Burkina Faso army enters capital as coup leaders free president

Burkina Faso army troops have entered the capital Ouagadougou without resistance and begun negotiating the surrender of coup leaders, police said early on Tuesday as France’s ambassador tweeted that the interim president had been released. "All units (of the army mobilised on Monday to march on the capital) reached Ouagadougou" overnight, Colonel Serge Alain Ouedraogo, deputy head of the Burkinabe police, told AFP. "We must now secure the surrender of the (coup leaders) without gunfire or bloodshed,“ he said.

We demand that they put down their weapons and rejoin Camp Sangoule Lamizana.

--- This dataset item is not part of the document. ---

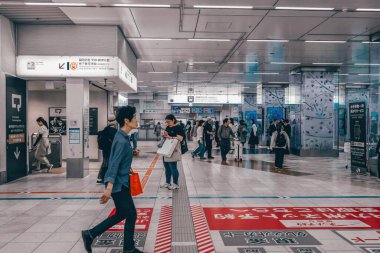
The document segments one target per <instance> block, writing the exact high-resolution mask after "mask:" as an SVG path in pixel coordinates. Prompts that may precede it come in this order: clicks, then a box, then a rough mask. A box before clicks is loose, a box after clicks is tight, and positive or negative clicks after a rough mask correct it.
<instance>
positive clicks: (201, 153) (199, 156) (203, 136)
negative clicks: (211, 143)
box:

National Armed Forces statement

The Colonel spoke after French ambassador Gilles Thibault tweeted that interim president Michel Kafando, who had been under house arrest, was now "at the French residence”. Kafando had been arrested on Wednesday as Burkina was plunged into turmoil when soldiers from the powerful presidential guard regiment loyal to ex-leader Blaise Compaore detained him and prime minister Isaac Zida, himself a former deputy commander of the unit. The RSP, an elite unit of 1,300 men, officially declared a coup the following day and installed General Gilbert Diendere, a close Compaore ally, as the country’s new leader. Burkina Faso’s army chiefs on Monday ordered coup leaders to lay down their arms as troops began marching from the provinces towards the capital Ouagadougou.